Home Office Deduction Can Lower Your Tax Bill, but Strict Rules Apply
Test Number 1: Regular and Exclusive Use
To qualify for the home-office deduction, taxpayers must meet two major tests. The first requirement is that the office is used regularly and exclusively for business. Regular use means the office is used often, although not necessarily every day. The space will not qualify for the deduction if it is used only occasionally, even if it is used only for business. Exclusively means that the office must be used for work only; any non-business use of the space will disqualify the worker from taking the home-office deduction. The only exceptions to the exclusivity rule apply to taxpayers who run a daycare center in their home or use a specific part of their home to store inventory or product samples.
Test Number 2: Principal Place of Business
The second test requires home offices to be used either as a place to meet with clients, customers or patients in the normal course of business or as the principal place of business. The home office will qualify as the principal place of business if 1) it is used regularly and exclusively for business, administrative or management activities and 2) there is no other fixed location where a substantial amount of this administrative work can be done. Examples of administrative work include calling customers and clients to set up appointments, billing customers and clients, keeping books and records and calling vendors to purchase supplies.
Special Rules for Employees
Employees who work from home offices must meet an additional hurdle. To qualify for the deduction, the home office must be for the convenience of the employer and the employer must provide documentation to the employee verifying it is the employer's decision and not an option of the employee. An example is an employer who does not provide office space for the employee and who is on a regular travel schedule. Employees who work from home a few days a week under a flexible workplace arrangement are not eligible to take the home-office deduction.
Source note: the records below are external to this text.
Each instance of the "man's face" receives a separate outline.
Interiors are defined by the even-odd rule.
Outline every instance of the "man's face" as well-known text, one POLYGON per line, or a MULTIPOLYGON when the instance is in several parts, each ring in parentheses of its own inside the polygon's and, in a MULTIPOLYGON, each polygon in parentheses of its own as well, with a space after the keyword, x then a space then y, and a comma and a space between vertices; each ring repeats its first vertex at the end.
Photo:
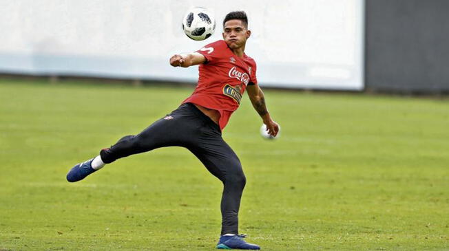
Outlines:
POLYGON ((245 28, 241 20, 231 19, 224 23, 223 40, 231 49, 244 46, 251 32, 245 28))

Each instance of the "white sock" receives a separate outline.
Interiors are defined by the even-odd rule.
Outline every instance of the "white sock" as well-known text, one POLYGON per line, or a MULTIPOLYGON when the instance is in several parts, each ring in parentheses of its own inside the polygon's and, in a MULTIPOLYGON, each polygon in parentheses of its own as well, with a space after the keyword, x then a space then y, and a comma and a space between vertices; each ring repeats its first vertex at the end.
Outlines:
POLYGON ((98 170, 101 168, 105 166, 105 164, 101 160, 101 157, 100 155, 98 155, 94 158, 94 160, 92 160, 92 168, 95 170, 98 170))

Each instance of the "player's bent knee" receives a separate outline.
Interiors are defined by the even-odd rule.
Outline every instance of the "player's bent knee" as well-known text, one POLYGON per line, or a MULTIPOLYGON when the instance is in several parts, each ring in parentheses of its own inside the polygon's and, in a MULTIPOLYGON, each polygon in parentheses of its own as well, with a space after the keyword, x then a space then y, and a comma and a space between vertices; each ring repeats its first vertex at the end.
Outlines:
POLYGON ((224 179, 224 183, 243 188, 247 184, 247 177, 242 171, 236 172, 227 175, 224 179))

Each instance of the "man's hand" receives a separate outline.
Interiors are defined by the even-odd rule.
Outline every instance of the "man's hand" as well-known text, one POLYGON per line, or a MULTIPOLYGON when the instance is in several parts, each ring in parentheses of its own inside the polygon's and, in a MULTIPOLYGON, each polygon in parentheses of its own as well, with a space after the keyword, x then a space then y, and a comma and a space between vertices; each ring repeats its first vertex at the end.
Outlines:
POLYGON ((279 124, 271 119, 267 122, 264 121, 264 124, 267 126, 268 134, 276 137, 279 133, 279 124))
POLYGON ((173 67, 188 67, 206 62, 206 58, 198 52, 187 54, 175 54, 170 58, 170 65, 173 67))
POLYGON ((182 66, 185 58, 179 54, 174 55, 170 58, 170 65, 173 67, 182 66))

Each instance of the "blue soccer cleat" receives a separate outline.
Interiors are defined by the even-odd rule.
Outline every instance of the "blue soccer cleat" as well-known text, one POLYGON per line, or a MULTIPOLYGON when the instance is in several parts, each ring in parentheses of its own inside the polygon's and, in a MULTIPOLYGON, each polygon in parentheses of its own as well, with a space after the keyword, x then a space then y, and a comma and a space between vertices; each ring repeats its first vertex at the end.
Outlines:
POLYGON ((74 166, 67 174, 67 180, 69 182, 75 182, 80 181, 96 170, 92 168, 92 160, 86 160, 74 166))
POLYGON ((248 243, 243 240, 246 235, 239 234, 233 236, 222 235, 220 237, 218 249, 244 249, 244 250, 260 250, 260 247, 255 244, 248 243))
Determining What Is Deductible
Expenses such as equipment, decorating and supplies can be fully deducted if they are used exclusively for a qualified home office. A percentage of indirect expenses related to the residence, including mortgage interest, property taxes, utilities, homeowners' insurance, general maintenance, repairs and depreciation, may also be deductible.
Travel Costs
A key advantage of having a home office is that travel expenses from your front door to your client's office are deductible. As an employee, travel to your first meeting of the day or from your last meeting to your home is considered commuting and is not deductible. As always, IRS recordkeeping rules must be considered and a log of your travel expenses is necessary to substantiate the mileage expenses.
Calculating the Deduction
Generally, the amount that can be deducted depends on the percentage of the home used for business. The safest method is to divide the total square footage of the house (not counting an unfinished basement or attic or a patio) by the square footage allocated to the business. If the house is 2,500 square feet and the office takes up 250 square feet, then 10 percent of indirect expenses would be deductible. Keep in mind that the amount of the home-office deduction cannot exceed the net income from the business.
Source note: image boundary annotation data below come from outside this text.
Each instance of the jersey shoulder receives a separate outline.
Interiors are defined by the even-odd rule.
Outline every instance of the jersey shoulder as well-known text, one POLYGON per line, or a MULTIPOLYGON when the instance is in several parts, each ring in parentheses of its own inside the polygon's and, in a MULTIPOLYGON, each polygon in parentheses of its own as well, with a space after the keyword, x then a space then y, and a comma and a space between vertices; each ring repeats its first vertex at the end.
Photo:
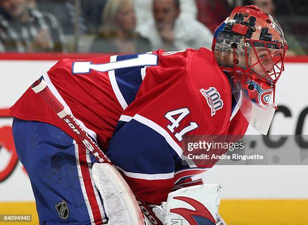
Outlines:
POLYGON ((202 110, 201 120, 223 130, 229 122, 231 88, 226 75, 218 66, 211 50, 201 48, 193 53, 189 68, 194 104, 202 110))

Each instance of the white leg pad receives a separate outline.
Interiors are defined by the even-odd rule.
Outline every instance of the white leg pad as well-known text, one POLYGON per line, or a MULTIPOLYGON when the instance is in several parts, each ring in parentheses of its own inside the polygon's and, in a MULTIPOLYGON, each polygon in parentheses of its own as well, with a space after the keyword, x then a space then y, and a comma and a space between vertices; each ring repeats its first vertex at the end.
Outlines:
POLYGON ((108 225, 144 224, 134 194, 115 167, 107 163, 95 163, 92 174, 103 199, 108 225))
POLYGON ((218 184, 183 188, 169 193, 167 202, 152 209, 167 225, 215 225, 221 195, 218 184))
Claiming the Home-Office Deduction
Self-employed workers use Form 8829, "Expenses for Business Use of your Home," to compute home-office deductions and report the deduction on Schedule C. Employees must treat their home-office deductions, calculated on the worksheet in IRS Publication 587, "Business Use of Your Home," as miscellaneous itemized deductions, which are deductible only to the extent that they exceed two percent of adjusted gross income.
A CPA Can Help
CPAs say that establishing proof of your home office can help in the event of an audit by the Internal Revenue Service. Do that by using the address of the home office on business cards and stationery, taking photos of the office, and installing a separate telephone line there. Working with a CPA can help you set up a home office that meets IRS qualifications and helps you claim the eligible deductions.